Swedish outdoor brand Fjällräven has come up with a material innovation for its Kånken backpack: the so-called Tree-Kånken is a tribute to Kånken’s first design from 1978 and is made from a patinaed fabric developed as a potential alternative to fossil-based materials: Pine Weave.
Pine Weave is a wood-based fabric developed by Fjällräven produced out of filament fibers and is said to be optimized for extra strength and functionality.
“In very short, wood chips are boiled down to a cellulose mass. The mass then goes into the lyocell process, which is a sort of solvent-spinning technique. The dissolved cellulose pulp is pushed through spinnerets. It is finally washed, dried up and spun into yarns. The yarn is then woven into a plain weave and coated with a mixture of pu and wax to prolong the lifetime of the fabric and make it more durable than existing lyocell fabrics out on the market,’ explains Fjällräven’s product developer Johanna Mollberg.

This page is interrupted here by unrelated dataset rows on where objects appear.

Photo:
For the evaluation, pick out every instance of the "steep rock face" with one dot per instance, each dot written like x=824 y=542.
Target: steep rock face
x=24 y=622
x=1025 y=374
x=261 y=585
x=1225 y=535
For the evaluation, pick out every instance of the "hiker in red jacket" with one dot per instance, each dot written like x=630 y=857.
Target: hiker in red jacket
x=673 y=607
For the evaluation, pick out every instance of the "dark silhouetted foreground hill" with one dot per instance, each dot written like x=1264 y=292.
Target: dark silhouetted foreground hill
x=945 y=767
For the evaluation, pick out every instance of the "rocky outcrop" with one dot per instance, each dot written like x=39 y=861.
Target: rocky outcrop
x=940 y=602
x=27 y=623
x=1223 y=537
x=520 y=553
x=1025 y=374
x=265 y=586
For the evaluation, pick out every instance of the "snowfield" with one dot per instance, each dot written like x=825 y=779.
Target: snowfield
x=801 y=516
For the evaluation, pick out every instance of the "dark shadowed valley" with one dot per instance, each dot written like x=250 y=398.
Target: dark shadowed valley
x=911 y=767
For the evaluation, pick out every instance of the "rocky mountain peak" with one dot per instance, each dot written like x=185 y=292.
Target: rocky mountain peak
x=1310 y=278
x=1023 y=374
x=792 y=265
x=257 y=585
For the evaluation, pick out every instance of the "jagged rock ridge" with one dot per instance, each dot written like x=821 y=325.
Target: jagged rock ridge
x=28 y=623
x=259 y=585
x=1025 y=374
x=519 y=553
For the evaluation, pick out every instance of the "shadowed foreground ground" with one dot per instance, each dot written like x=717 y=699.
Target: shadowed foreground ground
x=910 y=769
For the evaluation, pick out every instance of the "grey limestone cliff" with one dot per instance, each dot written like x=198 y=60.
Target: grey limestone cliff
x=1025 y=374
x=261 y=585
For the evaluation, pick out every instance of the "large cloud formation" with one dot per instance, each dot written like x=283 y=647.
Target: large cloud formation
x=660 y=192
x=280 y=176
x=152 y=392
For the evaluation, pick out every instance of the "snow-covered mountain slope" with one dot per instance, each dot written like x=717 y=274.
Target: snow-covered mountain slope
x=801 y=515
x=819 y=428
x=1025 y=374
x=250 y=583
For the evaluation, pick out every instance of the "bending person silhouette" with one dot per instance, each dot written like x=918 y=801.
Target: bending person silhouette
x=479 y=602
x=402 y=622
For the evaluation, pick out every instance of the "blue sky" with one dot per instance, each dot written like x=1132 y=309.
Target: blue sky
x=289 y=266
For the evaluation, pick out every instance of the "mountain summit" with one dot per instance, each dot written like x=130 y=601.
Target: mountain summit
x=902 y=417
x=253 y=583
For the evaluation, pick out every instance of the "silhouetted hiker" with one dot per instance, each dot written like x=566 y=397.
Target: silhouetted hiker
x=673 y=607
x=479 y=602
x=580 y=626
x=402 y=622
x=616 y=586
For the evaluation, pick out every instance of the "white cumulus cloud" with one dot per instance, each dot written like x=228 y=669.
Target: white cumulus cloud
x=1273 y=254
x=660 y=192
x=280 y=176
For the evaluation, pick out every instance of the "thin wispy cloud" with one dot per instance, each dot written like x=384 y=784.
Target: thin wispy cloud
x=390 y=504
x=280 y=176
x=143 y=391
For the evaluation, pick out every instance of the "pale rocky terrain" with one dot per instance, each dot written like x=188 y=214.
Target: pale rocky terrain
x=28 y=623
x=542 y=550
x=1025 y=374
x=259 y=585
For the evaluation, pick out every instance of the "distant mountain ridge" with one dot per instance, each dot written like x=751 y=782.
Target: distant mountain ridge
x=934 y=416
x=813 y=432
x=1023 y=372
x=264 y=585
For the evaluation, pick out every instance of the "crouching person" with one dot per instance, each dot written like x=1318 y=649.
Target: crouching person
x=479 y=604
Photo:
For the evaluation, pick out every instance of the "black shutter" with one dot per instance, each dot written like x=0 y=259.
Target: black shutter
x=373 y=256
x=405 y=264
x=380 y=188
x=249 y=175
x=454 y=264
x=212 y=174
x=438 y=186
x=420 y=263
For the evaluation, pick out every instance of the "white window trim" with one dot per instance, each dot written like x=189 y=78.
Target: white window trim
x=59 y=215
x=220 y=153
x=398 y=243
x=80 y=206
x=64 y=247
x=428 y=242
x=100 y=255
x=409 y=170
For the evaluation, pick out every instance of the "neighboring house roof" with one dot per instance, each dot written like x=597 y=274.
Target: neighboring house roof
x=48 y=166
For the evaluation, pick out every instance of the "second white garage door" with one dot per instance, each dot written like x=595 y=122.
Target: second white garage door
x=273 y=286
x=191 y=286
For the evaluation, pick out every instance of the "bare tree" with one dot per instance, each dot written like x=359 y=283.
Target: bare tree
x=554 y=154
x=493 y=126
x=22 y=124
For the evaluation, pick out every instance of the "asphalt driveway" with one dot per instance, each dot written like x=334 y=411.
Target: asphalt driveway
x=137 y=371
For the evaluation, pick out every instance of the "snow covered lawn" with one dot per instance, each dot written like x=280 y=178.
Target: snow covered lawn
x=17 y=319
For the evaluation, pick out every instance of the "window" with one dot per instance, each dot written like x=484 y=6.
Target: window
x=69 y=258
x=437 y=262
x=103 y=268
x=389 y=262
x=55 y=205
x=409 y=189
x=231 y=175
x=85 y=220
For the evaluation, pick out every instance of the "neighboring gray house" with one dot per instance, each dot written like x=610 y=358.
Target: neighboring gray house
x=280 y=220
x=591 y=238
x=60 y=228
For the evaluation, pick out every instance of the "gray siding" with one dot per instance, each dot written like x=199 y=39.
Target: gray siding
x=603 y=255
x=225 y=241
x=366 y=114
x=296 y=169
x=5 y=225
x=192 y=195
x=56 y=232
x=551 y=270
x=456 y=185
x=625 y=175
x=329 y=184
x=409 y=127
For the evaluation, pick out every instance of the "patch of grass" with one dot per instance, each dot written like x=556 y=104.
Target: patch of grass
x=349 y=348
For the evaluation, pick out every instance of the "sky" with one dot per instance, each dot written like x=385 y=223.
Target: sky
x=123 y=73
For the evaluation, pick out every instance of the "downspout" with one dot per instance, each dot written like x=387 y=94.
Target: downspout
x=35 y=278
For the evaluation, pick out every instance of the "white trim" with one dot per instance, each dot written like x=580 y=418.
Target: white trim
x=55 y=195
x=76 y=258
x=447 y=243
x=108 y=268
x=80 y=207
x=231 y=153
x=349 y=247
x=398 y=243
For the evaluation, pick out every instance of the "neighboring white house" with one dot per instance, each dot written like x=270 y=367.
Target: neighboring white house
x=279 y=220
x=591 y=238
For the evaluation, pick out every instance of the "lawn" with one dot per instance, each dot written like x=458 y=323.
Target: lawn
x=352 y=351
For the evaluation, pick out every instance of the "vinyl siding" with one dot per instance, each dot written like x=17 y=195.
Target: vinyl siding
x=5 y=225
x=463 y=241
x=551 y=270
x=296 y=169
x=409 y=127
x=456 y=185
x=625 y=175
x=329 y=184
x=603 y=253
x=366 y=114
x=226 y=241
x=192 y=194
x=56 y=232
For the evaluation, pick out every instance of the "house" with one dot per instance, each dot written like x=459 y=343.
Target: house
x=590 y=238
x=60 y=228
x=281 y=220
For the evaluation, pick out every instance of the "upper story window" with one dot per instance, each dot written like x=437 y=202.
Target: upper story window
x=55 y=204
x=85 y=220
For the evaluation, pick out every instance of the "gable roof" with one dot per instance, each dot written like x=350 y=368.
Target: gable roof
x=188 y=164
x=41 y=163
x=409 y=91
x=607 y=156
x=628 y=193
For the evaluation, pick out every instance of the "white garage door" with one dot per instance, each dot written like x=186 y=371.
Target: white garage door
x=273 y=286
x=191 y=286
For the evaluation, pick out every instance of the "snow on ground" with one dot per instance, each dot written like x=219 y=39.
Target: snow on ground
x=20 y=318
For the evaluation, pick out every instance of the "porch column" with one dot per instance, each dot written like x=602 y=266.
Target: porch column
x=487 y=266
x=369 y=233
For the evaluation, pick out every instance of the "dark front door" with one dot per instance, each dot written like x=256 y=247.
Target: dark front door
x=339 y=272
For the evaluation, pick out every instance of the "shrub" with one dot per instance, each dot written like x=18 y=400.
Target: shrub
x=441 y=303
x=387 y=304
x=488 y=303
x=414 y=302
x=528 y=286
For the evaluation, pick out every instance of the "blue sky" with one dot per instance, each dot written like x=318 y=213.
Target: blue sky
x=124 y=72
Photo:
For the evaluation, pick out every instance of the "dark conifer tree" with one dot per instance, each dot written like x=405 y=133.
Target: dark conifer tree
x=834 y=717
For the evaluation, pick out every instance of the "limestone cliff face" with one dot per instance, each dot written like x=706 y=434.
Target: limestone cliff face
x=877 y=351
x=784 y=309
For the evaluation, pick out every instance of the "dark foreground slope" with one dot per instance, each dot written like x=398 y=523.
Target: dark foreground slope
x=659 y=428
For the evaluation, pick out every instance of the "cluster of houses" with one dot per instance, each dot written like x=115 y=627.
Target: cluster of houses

The wood raw material sourced by Fjällräven comes from a cultivated and certified forest outside Fjällräven’s hometown of Örnsköldsvik in northern Sweden–and never from virgin forests, as the company states. According to Fjällräven, the available industrial process that turns wood into cellulose today is not able to keep certified, traceable wood separate from other sources of wood. So the pulp used in Pine Weave is mixed up with the total amount of wood going into the pulp-making process. This is referred to as a 'mass-balance' approach.
According to Mollberg, finding ways to use materials that do not use finite fossil-based resources is a vital task: “We always strive to improve, but we need to avoid a scenario where improvements in one area creates challenges in others, such as biobased materials vs. biodiversity.”